With a conscious breath, he steps into the neighborhood park. The rain begins slowly, follows him like the random kindness of a complete stranger, solemn and fleeting before its insistence doubles beneath the trees. There’s a compact umbrella in the inner pocket of Akutagawa’s dark trench coat. It somehow strikes him as odd that he had watched the weather report earlier this morning and known, before his walk home, that the meteorologist had predicted an early autumn storm.

 

The morning seems so far away, impossibly so against the veil of blood and screams.

 

It takes him a few breaths to realize that he is staring at a line of blood droplets on the ground, that the dark red against the pale granite is not an afterimage from the girl in the lobby. He blinks quickly, desperate to rid the bright amethyst-purple from his line of sight, but the blood is stubborn and refuses to vanish merely because Akutagawa wills it.

 

For a moment he thinks to leave the trail alone. The rain has already begun to wash it away to a paler purple. In a matter of minutes the trail will no longer exist, and whatever lies at the other end will be none of Akutagawa’s concern. He will finish his walk in the park, and he will walk through the lobby of his apartment without looking to the spot where the girl had been slain. He will climb to his floor and turn the latch to his door. He’ll make something small to eat, all for the sustenance and none for the flavor, and he will sleep soundly on a plain bed in his minimalist apartment.

 

And in that moment, he realizes he can’t leave this alone. Whether it’s the lingering trauma of not saving the girl in the lobby or it’s some sort of unrealized hero complex deep within Akutagawa’s subconscious, he doesn’t know.
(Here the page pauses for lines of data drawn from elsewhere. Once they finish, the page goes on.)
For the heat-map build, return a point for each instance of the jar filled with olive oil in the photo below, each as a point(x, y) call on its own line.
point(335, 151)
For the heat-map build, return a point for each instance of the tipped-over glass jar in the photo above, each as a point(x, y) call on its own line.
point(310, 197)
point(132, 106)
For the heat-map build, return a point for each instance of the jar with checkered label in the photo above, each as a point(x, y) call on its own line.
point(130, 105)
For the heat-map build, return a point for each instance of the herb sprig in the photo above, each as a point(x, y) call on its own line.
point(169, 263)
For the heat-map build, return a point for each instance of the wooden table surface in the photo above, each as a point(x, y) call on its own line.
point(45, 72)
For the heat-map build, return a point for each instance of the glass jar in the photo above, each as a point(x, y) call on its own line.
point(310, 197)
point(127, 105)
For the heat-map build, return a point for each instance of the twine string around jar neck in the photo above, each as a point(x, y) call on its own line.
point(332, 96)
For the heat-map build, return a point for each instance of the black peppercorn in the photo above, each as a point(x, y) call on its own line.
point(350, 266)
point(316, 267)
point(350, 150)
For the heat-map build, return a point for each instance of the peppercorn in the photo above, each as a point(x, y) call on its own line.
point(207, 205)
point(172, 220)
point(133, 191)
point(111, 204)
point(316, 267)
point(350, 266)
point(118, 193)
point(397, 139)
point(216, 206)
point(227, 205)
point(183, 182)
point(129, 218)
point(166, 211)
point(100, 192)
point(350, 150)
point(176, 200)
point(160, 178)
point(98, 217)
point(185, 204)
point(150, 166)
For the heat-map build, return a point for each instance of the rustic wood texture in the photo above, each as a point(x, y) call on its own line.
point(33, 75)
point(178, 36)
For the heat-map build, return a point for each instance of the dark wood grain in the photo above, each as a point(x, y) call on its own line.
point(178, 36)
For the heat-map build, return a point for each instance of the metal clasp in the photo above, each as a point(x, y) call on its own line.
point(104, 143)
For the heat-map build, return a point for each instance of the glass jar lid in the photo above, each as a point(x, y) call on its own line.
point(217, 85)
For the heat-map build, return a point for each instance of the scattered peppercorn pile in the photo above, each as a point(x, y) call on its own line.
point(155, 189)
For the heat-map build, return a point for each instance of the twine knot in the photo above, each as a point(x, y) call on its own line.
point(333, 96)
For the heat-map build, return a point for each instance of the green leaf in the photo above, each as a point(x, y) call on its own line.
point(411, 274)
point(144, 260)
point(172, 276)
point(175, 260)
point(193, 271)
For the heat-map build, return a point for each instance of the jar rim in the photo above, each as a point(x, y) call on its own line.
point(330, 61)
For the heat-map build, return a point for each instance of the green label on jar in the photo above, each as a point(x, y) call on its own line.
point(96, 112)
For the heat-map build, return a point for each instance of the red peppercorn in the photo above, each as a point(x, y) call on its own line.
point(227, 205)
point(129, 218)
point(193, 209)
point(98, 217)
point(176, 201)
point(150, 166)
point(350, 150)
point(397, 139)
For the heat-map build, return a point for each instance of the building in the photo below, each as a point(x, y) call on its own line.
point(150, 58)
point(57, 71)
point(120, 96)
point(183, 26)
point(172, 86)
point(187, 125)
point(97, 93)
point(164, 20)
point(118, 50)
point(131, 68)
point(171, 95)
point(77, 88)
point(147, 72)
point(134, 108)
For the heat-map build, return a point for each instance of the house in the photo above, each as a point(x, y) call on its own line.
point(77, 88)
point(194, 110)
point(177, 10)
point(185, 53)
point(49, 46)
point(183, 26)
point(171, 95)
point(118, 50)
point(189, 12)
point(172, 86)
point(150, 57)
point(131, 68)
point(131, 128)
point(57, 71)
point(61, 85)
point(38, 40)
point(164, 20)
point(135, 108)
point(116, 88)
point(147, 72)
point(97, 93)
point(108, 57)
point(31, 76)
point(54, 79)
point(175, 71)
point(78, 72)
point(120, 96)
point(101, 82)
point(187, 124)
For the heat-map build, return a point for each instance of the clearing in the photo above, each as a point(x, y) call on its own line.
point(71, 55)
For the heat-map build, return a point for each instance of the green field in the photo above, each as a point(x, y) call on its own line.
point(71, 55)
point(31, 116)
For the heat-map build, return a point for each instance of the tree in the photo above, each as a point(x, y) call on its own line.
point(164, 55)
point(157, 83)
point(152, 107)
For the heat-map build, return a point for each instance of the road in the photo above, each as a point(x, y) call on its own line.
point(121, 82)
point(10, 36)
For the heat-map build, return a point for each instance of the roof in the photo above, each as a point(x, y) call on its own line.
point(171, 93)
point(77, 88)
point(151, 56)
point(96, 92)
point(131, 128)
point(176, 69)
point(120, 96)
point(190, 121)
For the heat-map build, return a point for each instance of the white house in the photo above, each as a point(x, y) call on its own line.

He takes long strides across the underbrush, careful not to muddy his slacks as he weaves between the trees and wild bushes.

 

There are spots of blood on the bright green leaves that lead him to a small clearing. Most are a deep purple, but as Akutagawa follows further into the trees, the smears and drops turn to a bright, brilliant red. He hesitates at the edge of the clearing, unsure whether he’s following the same path that he had started, but only for a moment.

 

His gaze suddenly fixes on a hint of movement in the shadows. Behind the next tree he sees it, a young white tiger barely dragging itself silently through the tangled brush. There’s a coat of congealed red blood along its neckline, as if sliced around the throat in one long draw of a blade.

 

The amethyst blood trail drops to the back of Akutagawa’s mind as he carefully moves toward the tiger. His veterinarian training takes control of his body as he eases into a crouch. The tiger cub's bright eyes regard him warily as Akutagawa reaches, as nonthreatening as he can, toward the injured animal.

 

Oda will have an earful for him tomorrow, but for now Akutagawa is simply compelled to help.